Neu war die Begrüßung durch die Kinder der Zimmermanns: "Unsere Eltern sind nicht rechtzeitig da, da begrüßen wir spontan!"- eröffnete die Tochter. "Mein Sohn ist erst ein halbes Jahr alt, aber ich werde mit ihm üben, falls alle Stricke reißen, kann er das nächste Konzert übernehmen!"- setzte der Sohn fort.

Dann zogen Jäckle mit Gitarre und die vier Damen mit drei Geigen und einem Cello ein und nahmen ihre Plätze auf der Bühne ein. Zimmermann hatte ein Triptychon als Bühnenmittelpunkt aufgestellt.

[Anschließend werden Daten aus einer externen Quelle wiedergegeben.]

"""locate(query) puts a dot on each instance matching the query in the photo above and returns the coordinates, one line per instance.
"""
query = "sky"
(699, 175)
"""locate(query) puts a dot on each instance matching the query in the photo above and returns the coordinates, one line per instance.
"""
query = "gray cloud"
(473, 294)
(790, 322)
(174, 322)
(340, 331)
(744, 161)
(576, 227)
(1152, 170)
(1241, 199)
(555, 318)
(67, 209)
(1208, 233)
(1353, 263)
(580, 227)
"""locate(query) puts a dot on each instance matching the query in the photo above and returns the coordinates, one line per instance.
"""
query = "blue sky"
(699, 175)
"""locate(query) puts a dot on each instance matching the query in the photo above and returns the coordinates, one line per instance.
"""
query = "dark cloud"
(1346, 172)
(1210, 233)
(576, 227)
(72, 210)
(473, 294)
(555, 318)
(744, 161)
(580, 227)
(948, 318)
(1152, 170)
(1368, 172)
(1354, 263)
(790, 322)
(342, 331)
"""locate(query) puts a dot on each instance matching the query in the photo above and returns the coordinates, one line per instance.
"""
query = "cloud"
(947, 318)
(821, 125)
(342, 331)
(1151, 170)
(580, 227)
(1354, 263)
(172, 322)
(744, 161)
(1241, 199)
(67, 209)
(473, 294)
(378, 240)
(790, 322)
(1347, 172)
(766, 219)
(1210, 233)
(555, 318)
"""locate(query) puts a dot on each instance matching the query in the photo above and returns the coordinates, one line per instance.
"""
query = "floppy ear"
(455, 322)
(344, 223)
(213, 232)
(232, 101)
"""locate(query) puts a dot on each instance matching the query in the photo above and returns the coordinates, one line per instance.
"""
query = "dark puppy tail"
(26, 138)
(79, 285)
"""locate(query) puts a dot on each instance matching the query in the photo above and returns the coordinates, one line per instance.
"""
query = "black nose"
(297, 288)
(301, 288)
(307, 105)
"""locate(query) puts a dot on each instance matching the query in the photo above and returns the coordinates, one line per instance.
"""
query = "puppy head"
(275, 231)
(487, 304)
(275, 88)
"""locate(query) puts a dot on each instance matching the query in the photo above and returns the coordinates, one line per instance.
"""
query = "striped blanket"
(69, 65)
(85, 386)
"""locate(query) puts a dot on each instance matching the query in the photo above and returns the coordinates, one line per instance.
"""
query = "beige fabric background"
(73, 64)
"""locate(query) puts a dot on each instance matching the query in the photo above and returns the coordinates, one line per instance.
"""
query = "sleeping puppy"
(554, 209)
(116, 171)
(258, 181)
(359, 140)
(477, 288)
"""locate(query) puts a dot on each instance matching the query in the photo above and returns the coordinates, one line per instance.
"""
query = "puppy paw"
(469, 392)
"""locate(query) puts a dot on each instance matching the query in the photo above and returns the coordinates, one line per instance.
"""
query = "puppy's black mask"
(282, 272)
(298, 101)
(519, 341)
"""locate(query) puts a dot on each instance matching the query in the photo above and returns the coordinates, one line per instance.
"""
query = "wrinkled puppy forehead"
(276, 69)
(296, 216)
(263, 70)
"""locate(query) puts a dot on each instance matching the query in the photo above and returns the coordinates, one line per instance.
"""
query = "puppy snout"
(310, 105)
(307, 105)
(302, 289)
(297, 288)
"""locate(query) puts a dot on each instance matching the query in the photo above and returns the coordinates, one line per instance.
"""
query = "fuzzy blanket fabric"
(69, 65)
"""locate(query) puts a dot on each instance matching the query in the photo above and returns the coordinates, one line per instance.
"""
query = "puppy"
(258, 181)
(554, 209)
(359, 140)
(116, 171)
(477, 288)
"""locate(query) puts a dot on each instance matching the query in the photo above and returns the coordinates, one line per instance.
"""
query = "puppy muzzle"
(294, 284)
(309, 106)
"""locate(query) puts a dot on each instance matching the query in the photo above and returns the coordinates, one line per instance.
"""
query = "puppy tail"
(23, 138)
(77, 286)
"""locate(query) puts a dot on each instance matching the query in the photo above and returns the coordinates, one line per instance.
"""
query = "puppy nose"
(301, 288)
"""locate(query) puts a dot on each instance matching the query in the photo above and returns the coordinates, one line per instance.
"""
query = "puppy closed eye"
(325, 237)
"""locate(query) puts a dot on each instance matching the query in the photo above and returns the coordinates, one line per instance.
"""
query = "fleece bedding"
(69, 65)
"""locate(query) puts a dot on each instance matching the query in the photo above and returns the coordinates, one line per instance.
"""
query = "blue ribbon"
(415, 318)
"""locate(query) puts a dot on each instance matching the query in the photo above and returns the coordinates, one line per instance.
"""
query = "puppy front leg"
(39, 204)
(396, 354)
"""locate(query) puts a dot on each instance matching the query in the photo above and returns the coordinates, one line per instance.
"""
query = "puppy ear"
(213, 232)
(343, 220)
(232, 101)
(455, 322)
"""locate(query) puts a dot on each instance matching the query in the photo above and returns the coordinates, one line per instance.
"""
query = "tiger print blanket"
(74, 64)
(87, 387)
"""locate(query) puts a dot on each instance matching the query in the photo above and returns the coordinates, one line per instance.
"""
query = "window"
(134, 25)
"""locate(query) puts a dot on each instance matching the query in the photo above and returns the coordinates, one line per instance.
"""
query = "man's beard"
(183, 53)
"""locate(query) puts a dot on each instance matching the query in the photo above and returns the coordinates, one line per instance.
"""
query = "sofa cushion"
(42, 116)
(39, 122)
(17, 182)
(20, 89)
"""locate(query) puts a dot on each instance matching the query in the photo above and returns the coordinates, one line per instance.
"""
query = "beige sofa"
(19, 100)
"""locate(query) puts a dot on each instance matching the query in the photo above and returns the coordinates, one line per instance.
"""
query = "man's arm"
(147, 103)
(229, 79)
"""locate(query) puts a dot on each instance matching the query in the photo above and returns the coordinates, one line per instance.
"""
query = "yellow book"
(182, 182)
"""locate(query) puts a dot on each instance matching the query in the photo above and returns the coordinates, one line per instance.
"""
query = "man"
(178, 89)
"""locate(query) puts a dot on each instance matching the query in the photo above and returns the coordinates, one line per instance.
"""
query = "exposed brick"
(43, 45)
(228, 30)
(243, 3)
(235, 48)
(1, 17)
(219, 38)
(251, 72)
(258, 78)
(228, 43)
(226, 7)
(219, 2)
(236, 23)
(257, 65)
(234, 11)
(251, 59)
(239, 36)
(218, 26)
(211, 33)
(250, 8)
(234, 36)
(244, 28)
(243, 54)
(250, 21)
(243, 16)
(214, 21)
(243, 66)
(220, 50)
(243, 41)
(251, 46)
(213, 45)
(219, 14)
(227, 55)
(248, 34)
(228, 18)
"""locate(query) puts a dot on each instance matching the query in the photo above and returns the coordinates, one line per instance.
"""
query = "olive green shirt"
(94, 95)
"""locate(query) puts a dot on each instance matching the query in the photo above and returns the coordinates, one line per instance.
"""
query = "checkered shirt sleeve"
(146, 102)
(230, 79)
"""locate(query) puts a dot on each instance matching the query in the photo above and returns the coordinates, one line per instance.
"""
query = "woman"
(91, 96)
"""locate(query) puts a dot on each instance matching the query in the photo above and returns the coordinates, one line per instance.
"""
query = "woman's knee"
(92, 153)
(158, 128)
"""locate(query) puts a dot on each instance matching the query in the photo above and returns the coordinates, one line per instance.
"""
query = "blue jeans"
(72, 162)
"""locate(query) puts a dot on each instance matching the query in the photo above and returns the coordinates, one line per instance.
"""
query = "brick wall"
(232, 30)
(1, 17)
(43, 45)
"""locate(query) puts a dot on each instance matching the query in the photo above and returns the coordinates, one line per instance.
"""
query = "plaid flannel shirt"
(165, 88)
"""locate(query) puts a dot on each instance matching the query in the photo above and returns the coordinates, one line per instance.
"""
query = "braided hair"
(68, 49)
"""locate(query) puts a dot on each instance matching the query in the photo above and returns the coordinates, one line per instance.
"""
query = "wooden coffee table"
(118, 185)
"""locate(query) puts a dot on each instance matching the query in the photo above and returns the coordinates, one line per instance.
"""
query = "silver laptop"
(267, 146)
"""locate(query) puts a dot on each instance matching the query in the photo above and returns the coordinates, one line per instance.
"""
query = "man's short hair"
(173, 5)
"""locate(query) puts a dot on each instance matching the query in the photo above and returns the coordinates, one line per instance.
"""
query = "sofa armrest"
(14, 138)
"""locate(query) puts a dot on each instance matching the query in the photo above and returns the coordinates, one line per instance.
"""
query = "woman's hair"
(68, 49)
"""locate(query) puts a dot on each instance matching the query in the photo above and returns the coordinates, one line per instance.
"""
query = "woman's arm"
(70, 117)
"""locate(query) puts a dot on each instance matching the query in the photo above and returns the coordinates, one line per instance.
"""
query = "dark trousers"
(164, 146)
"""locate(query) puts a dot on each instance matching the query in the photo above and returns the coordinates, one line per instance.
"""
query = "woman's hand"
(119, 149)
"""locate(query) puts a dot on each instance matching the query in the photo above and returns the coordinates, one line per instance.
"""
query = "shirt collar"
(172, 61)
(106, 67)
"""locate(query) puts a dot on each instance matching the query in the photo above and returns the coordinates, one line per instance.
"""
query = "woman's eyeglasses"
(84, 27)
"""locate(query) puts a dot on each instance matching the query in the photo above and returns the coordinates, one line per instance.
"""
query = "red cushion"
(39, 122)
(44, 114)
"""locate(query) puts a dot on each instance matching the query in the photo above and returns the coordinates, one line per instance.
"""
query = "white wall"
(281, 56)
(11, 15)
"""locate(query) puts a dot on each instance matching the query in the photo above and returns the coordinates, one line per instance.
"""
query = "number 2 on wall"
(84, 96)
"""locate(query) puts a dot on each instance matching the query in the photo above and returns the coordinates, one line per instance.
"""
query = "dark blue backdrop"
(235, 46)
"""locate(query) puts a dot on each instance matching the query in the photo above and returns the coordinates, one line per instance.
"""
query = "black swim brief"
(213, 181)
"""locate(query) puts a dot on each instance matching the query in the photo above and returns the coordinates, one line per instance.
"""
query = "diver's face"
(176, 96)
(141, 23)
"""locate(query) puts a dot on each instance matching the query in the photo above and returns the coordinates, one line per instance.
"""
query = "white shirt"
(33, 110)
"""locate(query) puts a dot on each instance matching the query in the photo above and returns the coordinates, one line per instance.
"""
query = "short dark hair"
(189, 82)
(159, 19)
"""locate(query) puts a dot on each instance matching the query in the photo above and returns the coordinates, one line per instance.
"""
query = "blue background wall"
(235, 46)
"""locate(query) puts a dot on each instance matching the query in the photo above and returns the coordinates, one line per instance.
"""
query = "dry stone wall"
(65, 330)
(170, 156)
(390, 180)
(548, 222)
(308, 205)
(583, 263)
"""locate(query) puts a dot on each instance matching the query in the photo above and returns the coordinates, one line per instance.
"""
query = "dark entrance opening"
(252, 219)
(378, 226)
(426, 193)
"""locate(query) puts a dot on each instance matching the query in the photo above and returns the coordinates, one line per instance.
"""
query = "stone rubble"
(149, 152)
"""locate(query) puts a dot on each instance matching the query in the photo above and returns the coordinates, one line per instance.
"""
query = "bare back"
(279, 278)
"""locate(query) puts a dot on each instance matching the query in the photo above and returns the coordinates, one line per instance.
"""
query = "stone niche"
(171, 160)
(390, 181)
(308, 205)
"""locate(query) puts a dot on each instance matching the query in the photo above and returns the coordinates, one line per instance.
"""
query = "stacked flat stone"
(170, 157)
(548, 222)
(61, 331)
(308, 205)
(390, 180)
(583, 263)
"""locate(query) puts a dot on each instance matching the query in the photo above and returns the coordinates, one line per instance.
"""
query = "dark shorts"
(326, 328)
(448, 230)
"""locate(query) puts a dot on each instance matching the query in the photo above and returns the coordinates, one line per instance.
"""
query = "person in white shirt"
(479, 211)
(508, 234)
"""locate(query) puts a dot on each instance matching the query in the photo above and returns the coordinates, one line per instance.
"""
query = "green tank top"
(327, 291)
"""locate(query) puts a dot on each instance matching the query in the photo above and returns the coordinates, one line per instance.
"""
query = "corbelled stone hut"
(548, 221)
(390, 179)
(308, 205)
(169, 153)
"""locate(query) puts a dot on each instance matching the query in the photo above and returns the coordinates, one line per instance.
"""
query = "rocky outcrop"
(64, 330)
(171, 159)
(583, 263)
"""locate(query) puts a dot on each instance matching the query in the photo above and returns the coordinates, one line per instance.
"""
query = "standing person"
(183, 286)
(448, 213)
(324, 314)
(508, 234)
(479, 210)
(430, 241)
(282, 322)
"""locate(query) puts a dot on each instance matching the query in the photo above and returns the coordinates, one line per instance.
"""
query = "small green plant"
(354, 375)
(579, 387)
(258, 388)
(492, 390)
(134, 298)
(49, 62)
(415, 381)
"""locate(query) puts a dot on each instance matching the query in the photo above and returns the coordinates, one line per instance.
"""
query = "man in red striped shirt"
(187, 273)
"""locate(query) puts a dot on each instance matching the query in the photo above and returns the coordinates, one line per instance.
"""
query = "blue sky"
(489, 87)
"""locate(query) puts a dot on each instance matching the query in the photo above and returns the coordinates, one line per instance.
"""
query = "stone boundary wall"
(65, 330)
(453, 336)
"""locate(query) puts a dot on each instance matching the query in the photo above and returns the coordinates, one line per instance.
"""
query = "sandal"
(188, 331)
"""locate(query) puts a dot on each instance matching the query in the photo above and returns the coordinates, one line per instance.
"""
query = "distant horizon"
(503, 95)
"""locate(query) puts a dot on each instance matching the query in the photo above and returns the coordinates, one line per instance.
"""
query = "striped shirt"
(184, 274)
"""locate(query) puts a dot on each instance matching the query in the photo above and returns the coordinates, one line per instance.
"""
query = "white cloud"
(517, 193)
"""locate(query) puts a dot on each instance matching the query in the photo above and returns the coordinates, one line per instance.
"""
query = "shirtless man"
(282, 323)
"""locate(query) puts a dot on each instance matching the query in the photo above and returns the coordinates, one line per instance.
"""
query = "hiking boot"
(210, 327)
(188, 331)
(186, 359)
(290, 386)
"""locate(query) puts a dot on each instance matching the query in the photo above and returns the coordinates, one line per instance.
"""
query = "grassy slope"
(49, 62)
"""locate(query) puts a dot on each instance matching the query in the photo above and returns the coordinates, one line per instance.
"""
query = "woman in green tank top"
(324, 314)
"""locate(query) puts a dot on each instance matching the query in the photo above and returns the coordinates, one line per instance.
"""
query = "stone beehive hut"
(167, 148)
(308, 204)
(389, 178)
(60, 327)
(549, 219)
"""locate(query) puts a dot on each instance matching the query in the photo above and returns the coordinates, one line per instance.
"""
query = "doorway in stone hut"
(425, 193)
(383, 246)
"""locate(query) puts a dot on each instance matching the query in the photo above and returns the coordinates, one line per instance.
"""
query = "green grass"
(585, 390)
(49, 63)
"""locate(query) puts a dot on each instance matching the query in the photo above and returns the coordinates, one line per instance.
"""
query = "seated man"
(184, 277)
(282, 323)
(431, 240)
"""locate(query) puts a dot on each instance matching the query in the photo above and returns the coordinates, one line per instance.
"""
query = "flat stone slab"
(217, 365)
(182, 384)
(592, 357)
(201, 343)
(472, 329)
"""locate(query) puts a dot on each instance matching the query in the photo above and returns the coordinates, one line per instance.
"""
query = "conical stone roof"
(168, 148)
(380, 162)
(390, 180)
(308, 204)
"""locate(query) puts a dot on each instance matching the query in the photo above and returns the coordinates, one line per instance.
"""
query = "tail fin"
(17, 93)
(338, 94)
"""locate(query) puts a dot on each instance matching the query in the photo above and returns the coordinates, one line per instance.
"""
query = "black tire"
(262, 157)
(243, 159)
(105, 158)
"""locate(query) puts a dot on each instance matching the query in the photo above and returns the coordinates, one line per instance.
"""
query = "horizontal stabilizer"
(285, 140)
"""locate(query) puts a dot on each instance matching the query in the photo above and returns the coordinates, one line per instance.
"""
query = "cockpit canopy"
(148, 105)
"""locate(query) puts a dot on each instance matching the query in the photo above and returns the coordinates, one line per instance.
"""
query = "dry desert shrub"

Das erste Stück war ein Tango von Luigi Boccherini, der in anderer Interpretation schon ein Highlight der Spanischen Nacht war. Es folgte das Quintett von Mario Tedesco, der es um 1890 in Florenz komponiert hat und als Jude später in die U.S.A. auswandern musste. Dort wurde er zum Filmkomponisten in Hollywood und erhielt eine Professur für Musik in Los Angelos. Sein Stil ist neo-romantisch mit spanischem Klang. Die vier Sätze und das Finale gefielen dem Publikum sehr gut.

In der Pause wurden Erfrischungen im Atelier gereicht. Das ElisenQuartett eröffnete danach mit einem Streichquartett und gemeinsam brachten die Musiker mit der Rhapsodie in Blue das Konzert zum Abschluss.